Con questi numeri alle spalle, insomma, si comprende come la Fed sia considerata, anche in ambito capitalistico, troppo timida e troppo lenta nell’abbassare i tassi (anche se non quanto gli “austeri” al comando della Bce). E magari per rispondere anticipatamente a queste critiche Powell ha spalancato le porte promettendo un altro 0,50% da qui alla fine dell’anno (non si sa ancora se in due tranche oppure una sola), l’1% nel 2025 e un altro 0,5 nel 2026. Portando il tasso di interesse a un più tranquillo 2,9%.

Gli effetti sull’economia sono chiari pensando a quel che avviene negli acquisti a rate o con i mutui: se si abbassano gli interessi e cala la rata ci saranno degli acquisti in più, dando fiato alle imprese produttrici di beni e restringendo un tantino (senza esagerare, certo) i profitti dei “prestatori”.

Altra conseguenza, sul medio periodo, è la riduzione dei rendimenti (degli interessi da pagare) sui titoli di stato, abbassando quindi un poco il “servizio del debito” e il deficit annuale dello Stato.

Ultima ragione a consigliare il taglio sono poi le elezioni presidenziali Usa, e non c’è dubbio che questa mossa (e l’eventuale ripetizione ad ottobre, pochi giorni prima del voto) sia anche un “aiutino” per l’amministrazione in carica e dunque per la vicepresidente Kamala Harris.

La questione più importante è comunque relativa alla fase, decisamente “ribassista” per quanto riguarda i tassi.
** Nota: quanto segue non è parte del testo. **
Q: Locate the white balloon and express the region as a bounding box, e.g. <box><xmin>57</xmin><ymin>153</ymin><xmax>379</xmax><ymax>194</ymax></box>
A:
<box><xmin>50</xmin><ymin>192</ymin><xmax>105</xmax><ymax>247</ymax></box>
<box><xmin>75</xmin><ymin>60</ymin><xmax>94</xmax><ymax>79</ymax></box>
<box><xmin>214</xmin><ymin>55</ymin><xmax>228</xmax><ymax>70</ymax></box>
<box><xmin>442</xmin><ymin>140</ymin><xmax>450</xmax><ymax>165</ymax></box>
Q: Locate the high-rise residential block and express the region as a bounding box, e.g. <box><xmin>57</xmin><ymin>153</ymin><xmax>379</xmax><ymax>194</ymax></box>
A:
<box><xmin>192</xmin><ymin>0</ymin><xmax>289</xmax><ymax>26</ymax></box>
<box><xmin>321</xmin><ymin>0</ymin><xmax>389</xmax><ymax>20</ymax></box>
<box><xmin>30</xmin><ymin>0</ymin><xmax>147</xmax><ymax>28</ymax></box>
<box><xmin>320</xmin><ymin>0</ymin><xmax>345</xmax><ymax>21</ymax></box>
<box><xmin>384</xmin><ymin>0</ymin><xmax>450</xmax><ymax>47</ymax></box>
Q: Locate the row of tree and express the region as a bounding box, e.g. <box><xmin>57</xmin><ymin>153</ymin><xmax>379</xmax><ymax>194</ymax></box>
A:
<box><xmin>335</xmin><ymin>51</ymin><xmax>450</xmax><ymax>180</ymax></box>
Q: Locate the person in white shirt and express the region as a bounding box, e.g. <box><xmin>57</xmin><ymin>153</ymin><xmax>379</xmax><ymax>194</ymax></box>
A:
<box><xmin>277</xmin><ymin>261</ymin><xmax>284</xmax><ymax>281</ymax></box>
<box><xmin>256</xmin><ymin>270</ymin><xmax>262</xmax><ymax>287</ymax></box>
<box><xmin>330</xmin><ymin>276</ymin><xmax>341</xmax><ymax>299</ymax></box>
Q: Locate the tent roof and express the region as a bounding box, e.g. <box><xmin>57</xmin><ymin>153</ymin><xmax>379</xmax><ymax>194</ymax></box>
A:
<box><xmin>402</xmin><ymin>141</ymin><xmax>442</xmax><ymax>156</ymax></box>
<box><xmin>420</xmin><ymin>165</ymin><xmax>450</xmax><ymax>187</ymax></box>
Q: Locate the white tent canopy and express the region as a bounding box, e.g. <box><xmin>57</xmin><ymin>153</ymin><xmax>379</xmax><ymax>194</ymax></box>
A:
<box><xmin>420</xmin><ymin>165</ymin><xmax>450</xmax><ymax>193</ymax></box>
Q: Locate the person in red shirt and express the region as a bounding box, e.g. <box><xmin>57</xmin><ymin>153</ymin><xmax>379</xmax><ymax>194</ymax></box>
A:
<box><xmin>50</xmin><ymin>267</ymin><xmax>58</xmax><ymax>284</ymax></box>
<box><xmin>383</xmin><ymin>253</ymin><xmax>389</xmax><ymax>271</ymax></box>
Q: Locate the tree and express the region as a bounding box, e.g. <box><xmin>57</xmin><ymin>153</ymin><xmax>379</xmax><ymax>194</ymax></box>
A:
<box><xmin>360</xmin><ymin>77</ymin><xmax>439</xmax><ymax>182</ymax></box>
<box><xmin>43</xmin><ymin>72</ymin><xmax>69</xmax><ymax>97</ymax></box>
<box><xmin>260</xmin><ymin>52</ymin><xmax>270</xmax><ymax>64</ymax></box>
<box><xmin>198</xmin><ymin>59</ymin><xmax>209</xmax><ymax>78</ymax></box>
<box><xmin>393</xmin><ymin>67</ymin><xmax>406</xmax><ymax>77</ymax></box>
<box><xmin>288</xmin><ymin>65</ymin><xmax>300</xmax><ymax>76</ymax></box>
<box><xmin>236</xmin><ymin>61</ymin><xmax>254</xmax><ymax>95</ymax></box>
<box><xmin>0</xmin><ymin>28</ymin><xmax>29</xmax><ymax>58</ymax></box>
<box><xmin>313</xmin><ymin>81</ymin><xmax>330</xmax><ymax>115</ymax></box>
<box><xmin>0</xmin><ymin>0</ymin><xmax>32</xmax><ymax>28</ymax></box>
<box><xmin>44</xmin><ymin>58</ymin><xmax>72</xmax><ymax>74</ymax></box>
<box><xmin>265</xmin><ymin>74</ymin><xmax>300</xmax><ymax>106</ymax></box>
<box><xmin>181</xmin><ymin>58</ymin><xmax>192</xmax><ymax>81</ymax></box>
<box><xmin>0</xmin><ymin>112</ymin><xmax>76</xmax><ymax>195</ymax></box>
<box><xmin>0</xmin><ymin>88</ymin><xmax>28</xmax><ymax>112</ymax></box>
Con ben due guerre in corso (più altri conflitti regionali e qualche minaccia di golpe promossi dagli Usa), una crescita di fatto scomparsa in Occidente, la necessità di un riarmo intensificato anche nei settori considerati prematuramente “obsoleti” ma che la guerra in Ucraina e in Medio Oriente hanno dimostrato tuttora “centrali” (mezzi corazzati, artiglieria, proiettili di ogni tipo, ecc., oltre ovviamente a droni, missili, sistemi antimissile e antiaerei), non era pensabile tenere botta nutrendo soprattutto gli appetiti finanziari degli “strozzini”.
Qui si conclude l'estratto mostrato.